Il progetto dell’Hospitale Magnum gestito dai Francescani decadde tuttavia un anno dopo in seguito alla decisione del Colleoni di fondare un luogo dedicato all’ordine religioso all’esterno del borgo e utilizzare quell’edificio come abitazione privata destinata in particolare per la moglie Tisbe Martinengo e le figlie.
Lasciando pressoché inalterato l’impianto originale composto da torre, mura, merlature guelfe, fossato e dgli stretti camminamenti di ronda, il condottiero rimase in possesso dello stabile sino alla sua morte quando passò in mano agli eredi che preferirono affittarla.
Attorno alla fortificazione si sviluppò la convinzione che fosse presente buona parte del patrimonio del capitano di ventura, celato attentamente alle casse della Repubblica di Venezia che inviò un gruppo di emissari al fine di individuare il maltolto.
Una missione compiuta invano visto che all’interno delle mura domestiche non riuscirono a scovare nulla di quanto stimato.
Il maniero ha così subito nel corso dei secoli alcune modifiche, mantenendo però intatta l’antica pianta ad U e l’ampia corte di circa quindici metri per lato dalla quale, con ogni probabilità, si accedeva lungo il settore orientale dove compariva probabilmente un piccolo slargo.
All’interno di questo corpo di fabbrica è possibile osservare una porzione di porticato ancora intatta costituita da tre archi a pieno centro a loro volta sostenuti da colonne con capitello, il tutto in mattoni.
Adiacente compare un grande scalone coperto da un tetto in coppi sostenuto da pilastrini in pietra e chiamato a condurre al primo piano dove un tempo compariva un loggiato in legno, sostituiti nel XVIII secolo da mensoloni in legno.
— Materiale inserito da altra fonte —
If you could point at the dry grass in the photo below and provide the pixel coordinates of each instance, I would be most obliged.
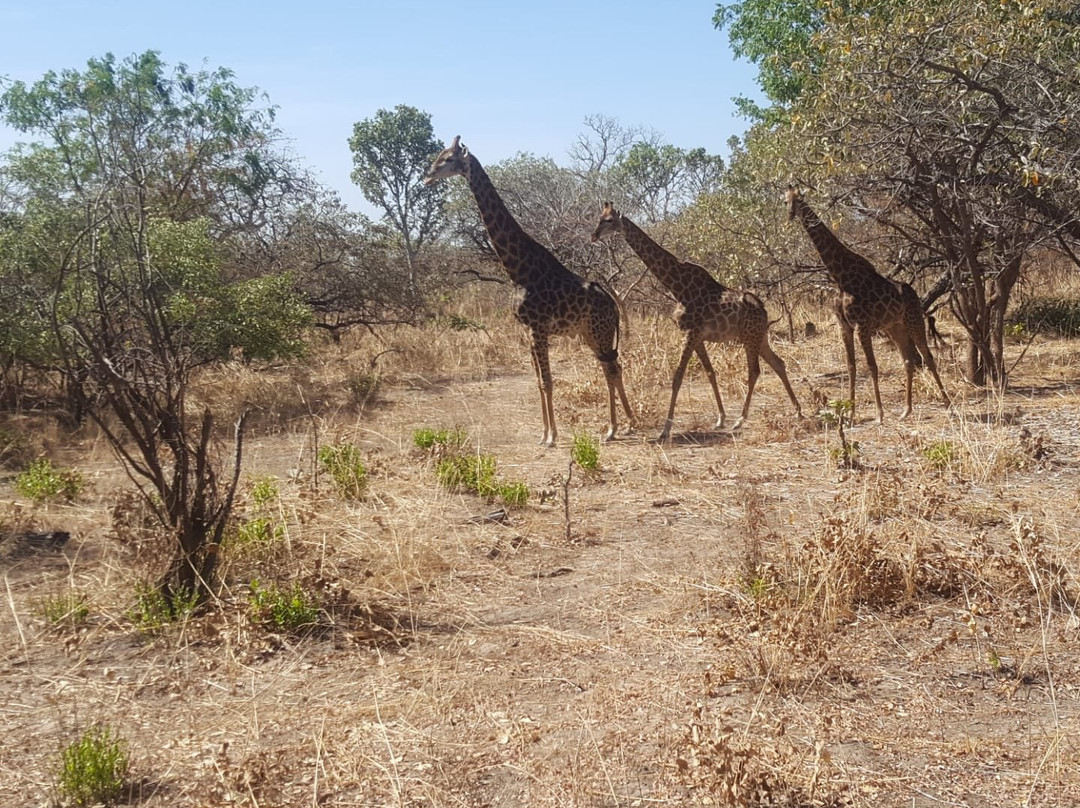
(729, 619)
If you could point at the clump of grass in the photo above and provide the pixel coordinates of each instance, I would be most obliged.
(288, 610)
(345, 463)
(94, 769)
(472, 472)
(42, 482)
(457, 322)
(941, 455)
(585, 450)
(153, 610)
(64, 610)
(260, 532)
(836, 414)
(362, 386)
(428, 439)
(514, 495)
(265, 492)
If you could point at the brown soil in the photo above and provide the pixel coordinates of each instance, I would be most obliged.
(728, 619)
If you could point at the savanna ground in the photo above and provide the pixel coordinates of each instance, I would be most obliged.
(728, 619)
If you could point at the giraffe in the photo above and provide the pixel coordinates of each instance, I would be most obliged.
(868, 303)
(555, 300)
(706, 311)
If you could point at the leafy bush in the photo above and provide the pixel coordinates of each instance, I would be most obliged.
(585, 450)
(265, 492)
(258, 532)
(1054, 315)
(94, 769)
(289, 610)
(42, 482)
(152, 610)
(472, 472)
(345, 463)
(940, 455)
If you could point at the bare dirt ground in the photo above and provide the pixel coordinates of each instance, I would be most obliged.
(728, 619)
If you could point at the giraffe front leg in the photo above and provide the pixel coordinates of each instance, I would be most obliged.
(848, 336)
(711, 375)
(612, 374)
(866, 339)
(677, 382)
(542, 367)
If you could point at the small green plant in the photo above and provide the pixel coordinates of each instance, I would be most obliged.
(153, 610)
(265, 492)
(42, 482)
(67, 609)
(940, 455)
(514, 495)
(345, 463)
(585, 450)
(284, 610)
(836, 414)
(472, 472)
(362, 386)
(94, 769)
(258, 532)
(428, 439)
(1056, 315)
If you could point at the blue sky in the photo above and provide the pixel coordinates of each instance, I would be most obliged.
(508, 77)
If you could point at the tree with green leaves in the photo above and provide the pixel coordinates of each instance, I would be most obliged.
(391, 152)
(775, 36)
(957, 128)
(120, 216)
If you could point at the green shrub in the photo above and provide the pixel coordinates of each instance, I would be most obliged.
(258, 532)
(152, 610)
(289, 610)
(472, 472)
(585, 450)
(265, 492)
(42, 482)
(94, 769)
(940, 455)
(345, 463)
(67, 609)
(1056, 315)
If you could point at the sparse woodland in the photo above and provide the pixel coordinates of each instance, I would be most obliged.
(275, 530)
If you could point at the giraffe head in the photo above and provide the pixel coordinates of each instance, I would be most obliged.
(610, 221)
(794, 199)
(450, 162)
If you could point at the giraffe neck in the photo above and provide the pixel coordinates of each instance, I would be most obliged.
(834, 253)
(662, 264)
(510, 241)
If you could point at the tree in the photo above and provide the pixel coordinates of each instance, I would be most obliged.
(774, 35)
(116, 232)
(391, 152)
(661, 179)
(958, 129)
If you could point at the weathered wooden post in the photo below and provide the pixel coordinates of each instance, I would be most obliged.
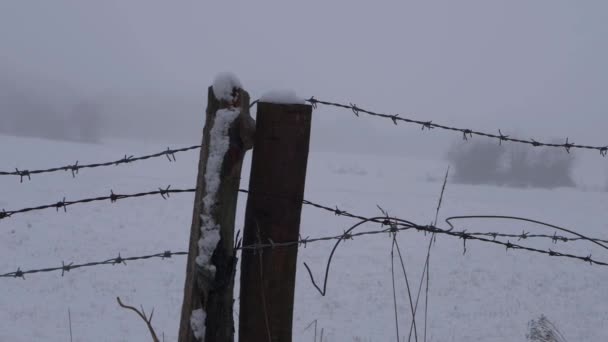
(274, 204)
(208, 294)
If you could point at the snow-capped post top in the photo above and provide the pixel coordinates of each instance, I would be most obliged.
(226, 86)
(282, 97)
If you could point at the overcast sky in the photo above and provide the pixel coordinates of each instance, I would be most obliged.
(533, 67)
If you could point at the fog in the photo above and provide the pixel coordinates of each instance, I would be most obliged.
(141, 68)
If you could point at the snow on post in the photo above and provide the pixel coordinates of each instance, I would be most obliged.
(282, 97)
(208, 294)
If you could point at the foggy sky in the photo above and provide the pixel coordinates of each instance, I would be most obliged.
(535, 68)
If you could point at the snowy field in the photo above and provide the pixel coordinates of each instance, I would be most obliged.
(487, 294)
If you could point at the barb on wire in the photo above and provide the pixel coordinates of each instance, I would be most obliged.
(74, 168)
(554, 238)
(396, 225)
(19, 273)
(525, 235)
(113, 197)
(466, 133)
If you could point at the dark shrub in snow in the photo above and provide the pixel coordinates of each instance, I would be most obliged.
(485, 162)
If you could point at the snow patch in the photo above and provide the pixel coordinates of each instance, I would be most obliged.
(219, 143)
(223, 85)
(282, 97)
(197, 323)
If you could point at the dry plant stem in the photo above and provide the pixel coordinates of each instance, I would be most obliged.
(143, 316)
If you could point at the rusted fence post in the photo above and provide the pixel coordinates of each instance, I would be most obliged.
(274, 204)
(208, 294)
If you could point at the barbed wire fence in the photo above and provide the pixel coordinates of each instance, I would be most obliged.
(386, 224)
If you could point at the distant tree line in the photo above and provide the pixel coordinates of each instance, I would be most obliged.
(484, 162)
(27, 113)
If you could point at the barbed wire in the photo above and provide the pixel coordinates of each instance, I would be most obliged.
(389, 225)
(113, 197)
(466, 133)
(522, 236)
(397, 225)
(71, 266)
(166, 192)
(74, 168)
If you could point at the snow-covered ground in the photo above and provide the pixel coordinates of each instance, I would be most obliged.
(487, 294)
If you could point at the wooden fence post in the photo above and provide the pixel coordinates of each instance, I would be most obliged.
(274, 205)
(208, 294)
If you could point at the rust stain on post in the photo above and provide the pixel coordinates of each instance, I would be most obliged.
(215, 295)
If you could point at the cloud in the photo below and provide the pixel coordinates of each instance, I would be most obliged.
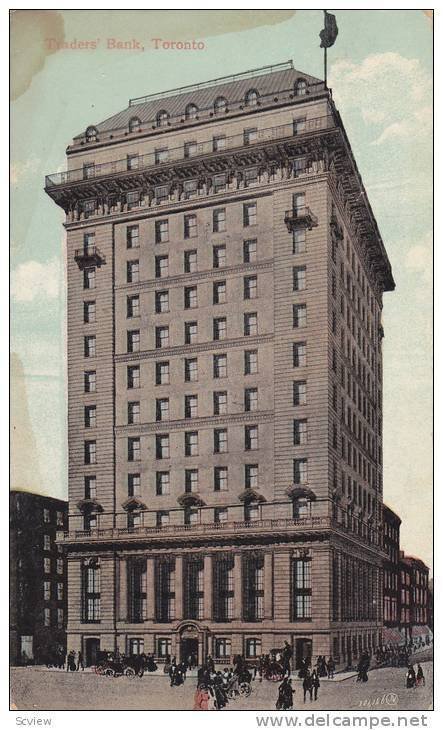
(396, 93)
(33, 280)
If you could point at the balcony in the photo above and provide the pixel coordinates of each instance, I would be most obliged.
(301, 217)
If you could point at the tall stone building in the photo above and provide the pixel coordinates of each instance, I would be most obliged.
(225, 283)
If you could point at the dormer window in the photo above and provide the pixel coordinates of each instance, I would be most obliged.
(251, 98)
(91, 134)
(162, 118)
(220, 105)
(301, 87)
(191, 111)
(134, 124)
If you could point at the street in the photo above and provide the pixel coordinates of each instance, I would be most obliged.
(36, 688)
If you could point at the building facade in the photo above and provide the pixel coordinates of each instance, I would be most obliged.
(38, 577)
(225, 283)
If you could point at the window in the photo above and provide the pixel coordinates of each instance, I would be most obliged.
(219, 220)
(89, 278)
(220, 366)
(300, 432)
(161, 301)
(88, 312)
(133, 306)
(190, 262)
(161, 155)
(219, 328)
(162, 446)
(250, 250)
(220, 402)
(133, 374)
(300, 471)
(191, 443)
(190, 226)
(250, 287)
(191, 370)
(161, 373)
(250, 325)
(299, 278)
(134, 485)
(299, 392)
(90, 487)
(251, 362)
(299, 240)
(249, 214)
(162, 409)
(251, 476)
(191, 406)
(161, 267)
(301, 589)
(90, 452)
(299, 354)
(162, 231)
(218, 257)
(220, 440)
(132, 272)
(162, 336)
(133, 412)
(250, 135)
(90, 416)
(190, 297)
(299, 315)
(190, 333)
(251, 399)
(133, 340)
(251, 438)
(162, 483)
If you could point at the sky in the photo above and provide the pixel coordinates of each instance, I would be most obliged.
(380, 72)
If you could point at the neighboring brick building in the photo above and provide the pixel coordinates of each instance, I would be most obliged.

Lungo il lato meridionale compare invece un altro corpo di fabbrica dove sono visibili sia alcune aperture risalenti al Quattrocento che la celebre torretta, ultimo baluardo di un sistema fortificato risalente all’epoca viscontea.
Disassata rispetto all’intero impianto urbanistico, la struttura è composta alla base da una muratura in pietra gialla la quale prosegue verso l’alto con muri composti in parte da ciottoli di fiume, in parte da laterizio.
Nella sezione sud-occidentale della stessa e lungo l’angolo che si affaccia sul fossato è osservabile un tratto composto quasi interamente da mattoni, autonomo rispetto al resto della muratura, così come la presenza di spazi intonacati e di alcune tracce di dipinti.
In passato la torre presentava inoltre tre merli per lato, murati in seguito all’innalzamento della stessa e la conseguente realizzazione dell’attuale piccionaia.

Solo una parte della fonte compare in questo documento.